My confusion arises from this wikipedia article and specifically from this picture: 

Are these symmetries considered a dihedral group?
 A: Those four actions form a dihedral group of order $4$. They are not symmetries of the letter "F" though, they are symmetries of a line segment (2-gon). The rotations are applied to the letter "F" in the picture to help you see what they do. If they are symmetries of anything in the picture, they are symmetries of the $y$-axis (or the $x$-axis).
A: Look, Michael, dihedral groups are easy, they are the next best thing after a cyclic group. While in a cyclic group you turn things around in a circle, see your dihedral group as a prism, like two identical cycles above each other, forming a kind of coin. Then your movements consist in turning the coin as if it were cyclic, and the extra moves being the flips of the coin and consider the "F" as a symbol stamped through the coin.
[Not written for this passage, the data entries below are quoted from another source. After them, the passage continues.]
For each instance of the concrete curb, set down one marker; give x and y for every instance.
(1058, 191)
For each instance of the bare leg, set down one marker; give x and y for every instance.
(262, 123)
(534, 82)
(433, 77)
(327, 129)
A: The dihedral group specifically refers to the symmetries of a regular polygon, so an $n$-gon under any transformation in the dihedral group $D_n$ is mapped to itself. I think the picture in this article is using an $F$ for illustrative purposes, since an $F$ has $no$ symmetry; thus you can see that switching the order of transformations really does make a difference (this would be more difficult to show on an actual square, which is symmetric, so they would need to color the vertices/edges or something like that).